网址:https://codeforces.com/problemset/problem/786/B
题意:
给出$n$个城市和三种路径:$u$向$v$连一条带权无向边;$[l,r]$向$v$连一条带权无向边;$u$向$[l,r]$连一条带权无向边,给出一个起点$s$,求它到其他点的最短路径,如果不能到达,输出$-1$。
题解:
现在有三种操作:点对点连边,点对线段连边,线段对点连边。且点数多达$1e5$,所以就要建立线段树优化建图。建立入度树(就是边的终点)时,需要连上父节点往子节点的点且边权为$0$,建立出度树时,需要子节点往父节点连上边权为$0$的边。然后这里点对点,区间对点,点对区间连边,所以可以直接连边不需要超级结点,如果出现了区间对区间,就需要超级结点。
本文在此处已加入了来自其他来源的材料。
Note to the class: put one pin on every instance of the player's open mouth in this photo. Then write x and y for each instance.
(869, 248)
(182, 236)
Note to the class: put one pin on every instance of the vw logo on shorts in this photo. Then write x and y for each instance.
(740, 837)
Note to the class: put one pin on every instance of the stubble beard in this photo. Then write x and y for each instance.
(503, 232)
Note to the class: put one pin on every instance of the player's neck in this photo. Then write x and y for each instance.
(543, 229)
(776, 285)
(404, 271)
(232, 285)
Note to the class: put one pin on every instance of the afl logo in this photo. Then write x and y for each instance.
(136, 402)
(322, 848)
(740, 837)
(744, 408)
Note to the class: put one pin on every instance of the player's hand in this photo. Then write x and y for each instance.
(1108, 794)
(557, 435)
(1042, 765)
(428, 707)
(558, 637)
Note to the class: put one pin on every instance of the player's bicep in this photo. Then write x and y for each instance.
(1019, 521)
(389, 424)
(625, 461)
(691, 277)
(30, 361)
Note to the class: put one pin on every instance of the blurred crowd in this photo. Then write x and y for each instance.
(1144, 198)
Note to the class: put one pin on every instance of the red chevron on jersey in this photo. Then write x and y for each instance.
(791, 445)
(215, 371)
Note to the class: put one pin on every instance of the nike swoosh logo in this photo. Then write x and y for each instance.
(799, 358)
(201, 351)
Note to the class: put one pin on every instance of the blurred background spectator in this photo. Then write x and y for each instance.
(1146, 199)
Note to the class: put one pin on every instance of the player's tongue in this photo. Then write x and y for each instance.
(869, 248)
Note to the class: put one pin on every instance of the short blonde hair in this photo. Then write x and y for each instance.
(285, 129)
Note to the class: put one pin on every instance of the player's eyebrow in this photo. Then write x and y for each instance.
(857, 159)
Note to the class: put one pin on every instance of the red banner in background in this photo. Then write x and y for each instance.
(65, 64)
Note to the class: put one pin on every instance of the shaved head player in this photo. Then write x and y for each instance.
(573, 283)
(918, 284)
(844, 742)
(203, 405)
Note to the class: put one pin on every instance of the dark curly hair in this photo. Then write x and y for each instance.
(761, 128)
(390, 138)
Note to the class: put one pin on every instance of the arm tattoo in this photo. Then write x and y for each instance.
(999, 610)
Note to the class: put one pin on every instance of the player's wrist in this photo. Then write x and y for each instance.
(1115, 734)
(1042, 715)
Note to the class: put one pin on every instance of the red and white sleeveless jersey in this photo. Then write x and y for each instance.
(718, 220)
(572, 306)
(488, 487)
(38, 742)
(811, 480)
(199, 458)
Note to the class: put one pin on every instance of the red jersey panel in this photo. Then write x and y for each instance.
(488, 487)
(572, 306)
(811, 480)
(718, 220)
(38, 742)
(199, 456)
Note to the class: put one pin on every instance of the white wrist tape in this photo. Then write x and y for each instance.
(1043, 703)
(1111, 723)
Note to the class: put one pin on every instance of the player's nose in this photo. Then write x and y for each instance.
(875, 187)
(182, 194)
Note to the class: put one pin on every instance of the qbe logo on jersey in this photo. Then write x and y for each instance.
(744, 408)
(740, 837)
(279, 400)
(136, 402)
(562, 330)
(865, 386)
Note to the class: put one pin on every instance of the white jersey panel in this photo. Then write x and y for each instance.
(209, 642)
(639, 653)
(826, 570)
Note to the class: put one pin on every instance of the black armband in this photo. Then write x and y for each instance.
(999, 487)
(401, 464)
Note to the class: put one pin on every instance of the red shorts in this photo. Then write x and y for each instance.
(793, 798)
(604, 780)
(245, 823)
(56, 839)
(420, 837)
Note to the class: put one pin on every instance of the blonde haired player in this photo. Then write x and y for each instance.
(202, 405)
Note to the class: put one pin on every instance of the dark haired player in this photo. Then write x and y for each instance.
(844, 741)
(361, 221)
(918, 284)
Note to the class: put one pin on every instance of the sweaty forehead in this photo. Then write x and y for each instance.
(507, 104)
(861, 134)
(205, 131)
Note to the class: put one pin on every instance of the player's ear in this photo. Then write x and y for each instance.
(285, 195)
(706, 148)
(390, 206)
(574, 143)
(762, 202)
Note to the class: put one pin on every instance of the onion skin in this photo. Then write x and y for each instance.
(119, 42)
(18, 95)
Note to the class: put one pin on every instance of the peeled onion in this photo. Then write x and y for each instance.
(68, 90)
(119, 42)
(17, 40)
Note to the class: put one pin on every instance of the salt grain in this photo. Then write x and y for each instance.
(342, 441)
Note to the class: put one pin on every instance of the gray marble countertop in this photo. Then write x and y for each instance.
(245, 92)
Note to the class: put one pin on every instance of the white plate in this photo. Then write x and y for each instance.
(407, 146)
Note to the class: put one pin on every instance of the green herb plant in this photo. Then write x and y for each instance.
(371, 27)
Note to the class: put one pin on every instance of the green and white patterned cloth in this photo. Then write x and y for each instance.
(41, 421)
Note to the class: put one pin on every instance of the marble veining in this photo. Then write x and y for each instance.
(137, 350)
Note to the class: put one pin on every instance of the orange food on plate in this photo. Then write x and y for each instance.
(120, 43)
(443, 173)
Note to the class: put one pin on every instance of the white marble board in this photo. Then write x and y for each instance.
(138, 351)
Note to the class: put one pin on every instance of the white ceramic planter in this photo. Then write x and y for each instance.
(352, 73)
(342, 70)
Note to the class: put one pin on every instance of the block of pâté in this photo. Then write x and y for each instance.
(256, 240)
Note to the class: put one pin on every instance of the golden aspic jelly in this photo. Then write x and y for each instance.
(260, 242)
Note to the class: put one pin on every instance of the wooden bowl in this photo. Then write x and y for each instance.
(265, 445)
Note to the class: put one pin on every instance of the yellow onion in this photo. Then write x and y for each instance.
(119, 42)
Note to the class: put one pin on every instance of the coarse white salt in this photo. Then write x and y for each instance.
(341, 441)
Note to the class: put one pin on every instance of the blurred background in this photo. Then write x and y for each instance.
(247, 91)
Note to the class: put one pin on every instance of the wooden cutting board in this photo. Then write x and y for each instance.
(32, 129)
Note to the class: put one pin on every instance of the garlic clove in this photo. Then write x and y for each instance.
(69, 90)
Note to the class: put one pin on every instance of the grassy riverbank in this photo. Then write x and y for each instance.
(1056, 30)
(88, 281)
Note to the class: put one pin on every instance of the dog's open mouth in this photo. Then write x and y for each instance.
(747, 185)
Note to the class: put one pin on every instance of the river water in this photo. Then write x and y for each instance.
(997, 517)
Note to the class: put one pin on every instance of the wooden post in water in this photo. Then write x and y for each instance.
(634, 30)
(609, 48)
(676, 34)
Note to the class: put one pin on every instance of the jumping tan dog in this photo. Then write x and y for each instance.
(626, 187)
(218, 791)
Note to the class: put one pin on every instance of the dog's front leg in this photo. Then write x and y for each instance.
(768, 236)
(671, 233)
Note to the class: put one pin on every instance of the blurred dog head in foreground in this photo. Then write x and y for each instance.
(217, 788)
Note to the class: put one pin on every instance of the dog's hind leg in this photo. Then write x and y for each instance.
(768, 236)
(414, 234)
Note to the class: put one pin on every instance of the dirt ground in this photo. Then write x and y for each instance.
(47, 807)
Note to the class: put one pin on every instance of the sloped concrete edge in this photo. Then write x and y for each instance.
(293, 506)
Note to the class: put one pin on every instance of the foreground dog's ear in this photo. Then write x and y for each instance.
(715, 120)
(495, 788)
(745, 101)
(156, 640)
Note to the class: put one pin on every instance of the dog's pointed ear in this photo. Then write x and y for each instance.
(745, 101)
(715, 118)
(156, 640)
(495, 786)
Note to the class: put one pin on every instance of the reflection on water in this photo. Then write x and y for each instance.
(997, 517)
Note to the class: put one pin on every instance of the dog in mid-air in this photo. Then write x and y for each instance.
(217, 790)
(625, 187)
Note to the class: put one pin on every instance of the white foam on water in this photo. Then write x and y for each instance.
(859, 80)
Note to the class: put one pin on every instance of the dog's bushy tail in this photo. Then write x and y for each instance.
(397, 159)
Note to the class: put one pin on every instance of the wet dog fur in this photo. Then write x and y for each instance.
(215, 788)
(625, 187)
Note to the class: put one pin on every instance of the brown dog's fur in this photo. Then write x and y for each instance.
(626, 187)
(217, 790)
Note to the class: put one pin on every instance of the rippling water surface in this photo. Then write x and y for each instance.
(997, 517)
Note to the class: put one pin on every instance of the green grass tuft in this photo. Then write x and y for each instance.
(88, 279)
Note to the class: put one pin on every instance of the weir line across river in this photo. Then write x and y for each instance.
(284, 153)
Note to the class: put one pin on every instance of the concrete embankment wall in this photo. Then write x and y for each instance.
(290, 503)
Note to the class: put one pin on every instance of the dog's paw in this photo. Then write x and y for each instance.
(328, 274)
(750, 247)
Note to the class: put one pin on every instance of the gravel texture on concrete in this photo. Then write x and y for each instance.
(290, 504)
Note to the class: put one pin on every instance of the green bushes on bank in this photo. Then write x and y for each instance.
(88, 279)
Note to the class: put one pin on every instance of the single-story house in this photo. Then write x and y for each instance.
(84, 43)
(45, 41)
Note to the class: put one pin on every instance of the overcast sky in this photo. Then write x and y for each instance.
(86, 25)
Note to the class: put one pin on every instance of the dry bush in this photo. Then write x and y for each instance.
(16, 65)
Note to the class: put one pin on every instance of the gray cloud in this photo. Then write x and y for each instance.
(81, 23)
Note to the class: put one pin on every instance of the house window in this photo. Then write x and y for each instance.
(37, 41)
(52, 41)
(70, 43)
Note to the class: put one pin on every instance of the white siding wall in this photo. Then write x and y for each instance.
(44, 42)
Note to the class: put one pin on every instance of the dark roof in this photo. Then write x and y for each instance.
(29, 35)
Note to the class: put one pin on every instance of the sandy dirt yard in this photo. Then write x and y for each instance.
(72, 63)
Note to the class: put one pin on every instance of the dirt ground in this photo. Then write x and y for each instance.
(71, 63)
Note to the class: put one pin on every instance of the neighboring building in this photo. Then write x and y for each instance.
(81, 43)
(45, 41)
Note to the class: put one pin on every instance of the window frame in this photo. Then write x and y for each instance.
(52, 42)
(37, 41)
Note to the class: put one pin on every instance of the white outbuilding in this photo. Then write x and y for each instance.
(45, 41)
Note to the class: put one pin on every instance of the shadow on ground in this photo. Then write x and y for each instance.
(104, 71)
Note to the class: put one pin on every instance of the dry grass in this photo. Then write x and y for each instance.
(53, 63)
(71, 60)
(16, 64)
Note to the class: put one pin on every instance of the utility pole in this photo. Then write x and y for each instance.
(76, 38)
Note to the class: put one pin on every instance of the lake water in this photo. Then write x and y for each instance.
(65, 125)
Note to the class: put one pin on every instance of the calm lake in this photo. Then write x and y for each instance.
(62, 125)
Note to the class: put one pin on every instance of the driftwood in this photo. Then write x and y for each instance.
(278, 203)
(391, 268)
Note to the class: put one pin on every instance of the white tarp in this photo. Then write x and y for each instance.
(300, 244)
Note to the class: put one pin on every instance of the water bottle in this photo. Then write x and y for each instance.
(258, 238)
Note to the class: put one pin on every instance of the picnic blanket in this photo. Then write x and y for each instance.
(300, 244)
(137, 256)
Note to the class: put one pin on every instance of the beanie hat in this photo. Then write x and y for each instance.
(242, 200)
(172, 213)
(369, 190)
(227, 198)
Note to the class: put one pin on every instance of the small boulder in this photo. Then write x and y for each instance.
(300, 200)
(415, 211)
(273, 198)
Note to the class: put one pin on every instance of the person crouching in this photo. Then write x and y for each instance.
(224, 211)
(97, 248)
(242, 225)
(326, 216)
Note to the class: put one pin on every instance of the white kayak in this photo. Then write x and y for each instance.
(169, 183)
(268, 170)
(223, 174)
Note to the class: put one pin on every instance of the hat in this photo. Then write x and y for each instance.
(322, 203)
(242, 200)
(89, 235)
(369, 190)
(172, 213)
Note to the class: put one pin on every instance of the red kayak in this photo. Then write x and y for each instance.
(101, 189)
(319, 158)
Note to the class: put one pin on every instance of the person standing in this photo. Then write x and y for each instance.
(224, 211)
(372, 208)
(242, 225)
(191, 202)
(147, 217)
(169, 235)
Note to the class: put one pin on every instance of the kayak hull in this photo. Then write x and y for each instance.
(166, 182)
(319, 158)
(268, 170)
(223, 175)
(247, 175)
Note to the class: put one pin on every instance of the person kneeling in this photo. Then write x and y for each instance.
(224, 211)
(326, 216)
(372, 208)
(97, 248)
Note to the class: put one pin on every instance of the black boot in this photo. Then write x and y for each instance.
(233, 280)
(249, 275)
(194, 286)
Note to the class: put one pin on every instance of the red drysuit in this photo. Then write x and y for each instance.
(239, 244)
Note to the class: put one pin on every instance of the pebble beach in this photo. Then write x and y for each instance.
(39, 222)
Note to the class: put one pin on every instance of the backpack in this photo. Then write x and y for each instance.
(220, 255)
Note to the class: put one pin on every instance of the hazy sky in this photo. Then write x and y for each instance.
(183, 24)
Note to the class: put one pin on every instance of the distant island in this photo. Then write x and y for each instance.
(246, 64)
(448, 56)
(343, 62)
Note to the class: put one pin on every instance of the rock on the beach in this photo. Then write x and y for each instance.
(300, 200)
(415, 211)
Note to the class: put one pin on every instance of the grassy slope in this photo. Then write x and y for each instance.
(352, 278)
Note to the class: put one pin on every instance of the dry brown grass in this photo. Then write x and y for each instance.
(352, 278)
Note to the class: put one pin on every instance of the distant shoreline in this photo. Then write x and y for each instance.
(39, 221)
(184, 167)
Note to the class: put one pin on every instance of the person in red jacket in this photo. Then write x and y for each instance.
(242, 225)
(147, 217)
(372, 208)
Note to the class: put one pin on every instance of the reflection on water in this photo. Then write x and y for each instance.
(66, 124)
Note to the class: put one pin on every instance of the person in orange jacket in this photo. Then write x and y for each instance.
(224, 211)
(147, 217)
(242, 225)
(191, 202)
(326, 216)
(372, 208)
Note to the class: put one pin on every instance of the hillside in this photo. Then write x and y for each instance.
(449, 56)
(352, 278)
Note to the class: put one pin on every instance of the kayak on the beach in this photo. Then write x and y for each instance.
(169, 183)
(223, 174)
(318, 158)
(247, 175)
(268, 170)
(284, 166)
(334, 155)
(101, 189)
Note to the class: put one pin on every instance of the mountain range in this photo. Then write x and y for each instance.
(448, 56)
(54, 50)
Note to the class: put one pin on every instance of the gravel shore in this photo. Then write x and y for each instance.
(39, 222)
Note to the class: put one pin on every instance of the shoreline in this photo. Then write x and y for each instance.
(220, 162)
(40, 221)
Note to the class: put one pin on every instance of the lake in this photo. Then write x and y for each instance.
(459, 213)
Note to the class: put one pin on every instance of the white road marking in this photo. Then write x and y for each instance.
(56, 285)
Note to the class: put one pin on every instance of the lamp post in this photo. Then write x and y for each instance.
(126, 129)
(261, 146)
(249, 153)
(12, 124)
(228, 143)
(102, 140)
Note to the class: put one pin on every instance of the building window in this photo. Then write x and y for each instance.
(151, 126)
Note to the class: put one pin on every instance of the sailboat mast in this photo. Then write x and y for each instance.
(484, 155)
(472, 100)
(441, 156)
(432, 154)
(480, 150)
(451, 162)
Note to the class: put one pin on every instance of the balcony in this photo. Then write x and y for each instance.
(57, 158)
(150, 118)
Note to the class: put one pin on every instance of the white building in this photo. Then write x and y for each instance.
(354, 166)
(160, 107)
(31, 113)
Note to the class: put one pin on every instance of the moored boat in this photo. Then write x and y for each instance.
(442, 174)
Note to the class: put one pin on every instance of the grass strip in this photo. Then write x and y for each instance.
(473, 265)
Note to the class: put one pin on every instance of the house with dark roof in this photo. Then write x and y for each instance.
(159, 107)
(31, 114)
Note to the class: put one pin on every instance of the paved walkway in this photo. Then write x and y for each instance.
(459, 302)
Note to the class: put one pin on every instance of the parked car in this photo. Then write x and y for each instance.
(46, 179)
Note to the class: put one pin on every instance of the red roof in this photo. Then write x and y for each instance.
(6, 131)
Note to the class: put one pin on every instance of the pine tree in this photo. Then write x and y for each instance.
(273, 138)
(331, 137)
然后连边之后在这个图上用一次$dijkstra$算法就行了。
AC代码:
#include <bits/stdc++.h>
using namespace std;
typedef long long ll;
const int MAXN = 5e5 + 5;
struct node
{
int l, r;
};
node tr[MAXN];
struct edge
{
int to;
ll w;
edge() {}
edge(int _to, ll _w) :to(_to), w(_w) {}
bool operator<(const edge& a)const
{
return w > a.w;
}
};
vector<edge>G[MAXN];
int cnt = 0;
void buildout(int& rt, int l, int r)
{
if (l == r)
{
rt = l;
return;
}
rt = ++cnt;
int m = (l + r) >> 1;
buildout(tr[rt].l, l, m);
buildout(tr[rt].r, m + 1, r);
G[rt].push_back(edge(tr[rt].l, 0));
G[rt].push_back(edge(tr[rt].r, 0));
}
void buildin(int& rt, int l, int r)
{
if (l == r)
{
rt = l;
return;
}
rt = ++cnt;
int m = (l + r) >> 1;
buildin(tr[rt].l, l, m);
buildin(tr[rt].r, m + 1, r);
G[tr[rt].l].push_back(edge(rt, 0));
G[tr[rt].r].push_back(edge(rt, 0));
}
void update(int rt, int l, int r, int ql, int qr, int v, int w, int type)
{
if (l <= ql && r >= qr)
{
type == 2 ? G[v].push_back(edge(rt, w)) : G[rt].push_back(edge(v, w));
return;
}
int m = (ql + qr) >> 1;
if (l <= m)
update(tr[rt].l, l, r, ql, m, v, w, type);
if (r > m)
update(tr[rt].r, l, r, m + 1, qr, v, w, type);
}
const ll INF = 0x3f3f3f3f3f3f3f3f;
ll dis[MAXN];
bool vis[MAXN];
priority_queue<edge>Q;
void dijkstra(int s)
{
memset(vis, 0, sizeof(vis));
memset(dis, 0x3f, sizeof(dis));
dis[s] = 0;
Q.push(edge(s, dis[s]));
while (Q.size())
{
auto u = Q.top();
Q.pop();
if (vis[u.to])
continue;
vis[u.to] = 1;
for (auto i : G[u.to])
{
int v = i.to;
if (!vis[v] && dis[v] > dis[u.to] + i.w)
{
dis[v] = dis[u.to] + i.w;
Q.push(edge(v, dis[v]));
}
}
}
}
int rt1, rt2;
int main()
{
int n, m, s;
scanf("%d%d%d", &n, &m, &s);
cnt = n + 1;
buildin(rt2, 1, n);//区间出去
buildout(rt1, 1, n);//区间进来
int op, u, v, l, r, w;
while (m--)
{
scanf("%d", &op);
if (op == 1)
{
scanf("%d%d%d", &u, &v, &w);
G[u].push_back(edge(v, w));
}
else
{
scanf("%d%d%d%d", &v, &l, &r, &w);
update(op == 2 ? rt1 : rt2, l, r, 1, n, v, w, op);
}
}
dijkstra(s);
for (int i = 1; i <= n; ++i)
printf("%lld%c", dis[i] >= INF ? -1 : dis[i], i == n ? '
' : ' ');
return 0;
}